Rice University medical device spinout secures nearly $19M series A
A health tech startup based out of a newly formed accelerator program at Rice University has raised venture funding.
Motif Neurotech closed its series A round with an oversubscribed $18.75 million. The company, which develops minimally invasive bioelectronics for mental health treatment, was formed out of the Rice Biotech Launch Pad that launched last fall.
The round was led by Arboretum Ventures, with participation from new investors KdT Ventures, Satori Neuro, Dolby Family Ventures, re.Mind Capital and existing investors Divergent Capital, TMC Venture Fund, PsyMed Ventures, Empath Ventures and Capital Factory, according to a news release from Rice.

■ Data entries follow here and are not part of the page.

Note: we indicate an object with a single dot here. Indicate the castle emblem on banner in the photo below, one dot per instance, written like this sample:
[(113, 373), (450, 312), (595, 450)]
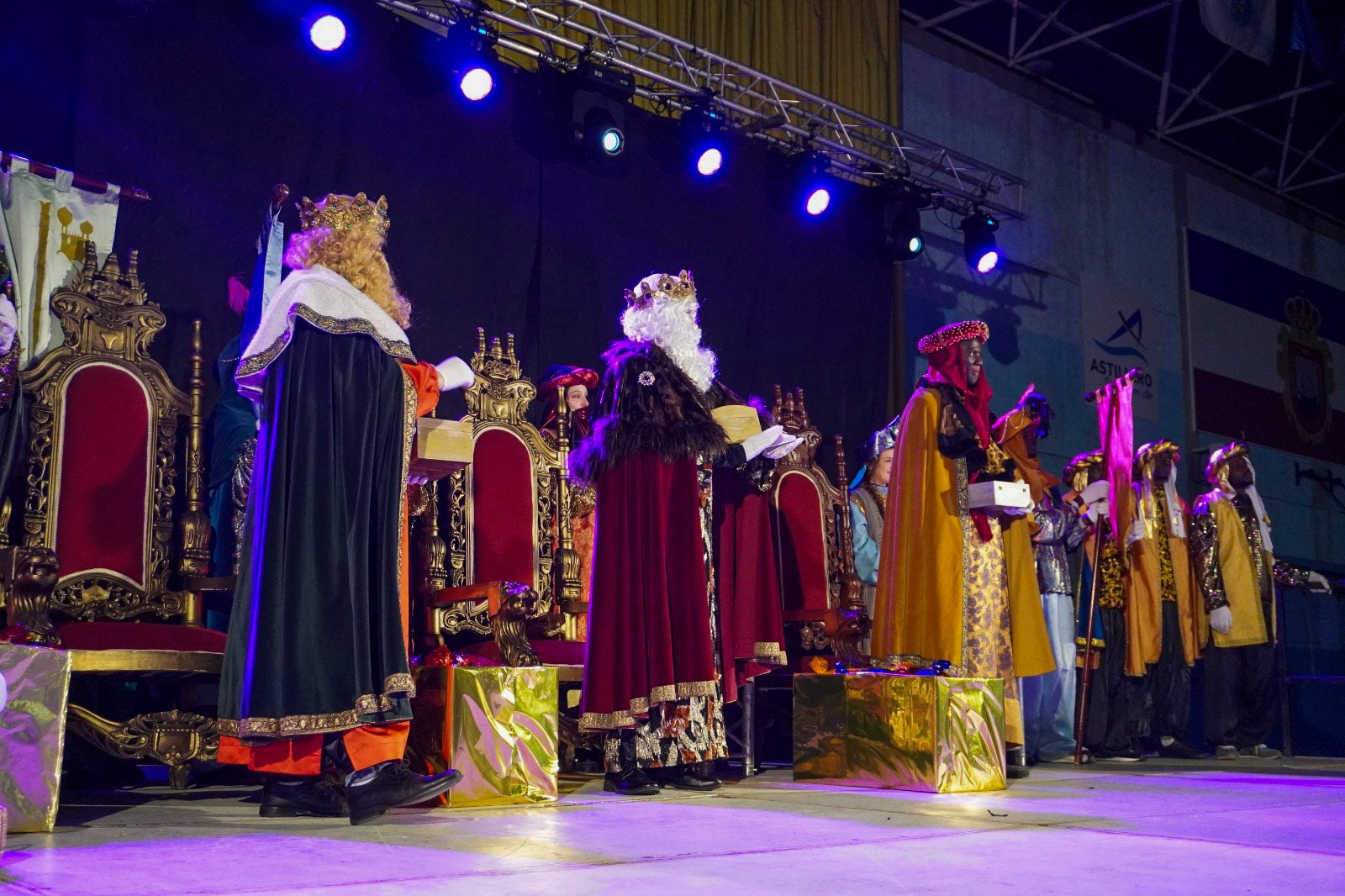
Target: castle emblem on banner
[(1305, 365)]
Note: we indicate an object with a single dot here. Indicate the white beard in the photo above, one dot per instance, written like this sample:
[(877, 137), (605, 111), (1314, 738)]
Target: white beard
[(670, 327)]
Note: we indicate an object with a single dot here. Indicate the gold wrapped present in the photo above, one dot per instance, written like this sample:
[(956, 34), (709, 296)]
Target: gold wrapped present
[(900, 732), (33, 734), (441, 447), (739, 421), (497, 725)]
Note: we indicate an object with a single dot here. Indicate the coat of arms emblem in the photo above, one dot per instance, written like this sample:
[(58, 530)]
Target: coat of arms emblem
[(1305, 365)]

“Minimally invasive bioelectronics are the future of mental health treatment,” Jacob Robinson, CEO and founder of Motif Neurotech, says in the release. “Thirty percent of patients with depression don’t respond to two or more medications, and there is a significant need for additional treatment options that are effective and easily accessible."
The fresh funding will go toward developing the inaugural product, the DOT microstimulator, a wireless, battery-free device that can provide at-home therapy for treatment-resistant depression, or TRD, a major depressive disorder.
“This is a pivotal moment for the company as it closes its Series A in addition to the recent successful completion of the proof-of-concept first-in-human implant of the DOT stimulator device," Tom Shehab, managing partner of Arboretum Ventures, says in the release. "We believe Motif’s device will greatly improve the quality of life for patients who have been diagnosed with difficult to treat mental health disorders, including TRD."
Shehab, along with Amy Kruse, chief investment officer of Satori Neuro, will reportedly join Motif Neurotech's board of directors alongside Anthony Arnold, president and CEO of Sensydia Corporation, and Jacob Robinson, professor of electrical and computer engineering and bioengineering at Rice.
The Rice Biotech Launch Pad was established to take biotech innovations from concept to clinical trials in five years or less. It occupies 15,000 square feet of space on campus and is funded through federal grants and donations.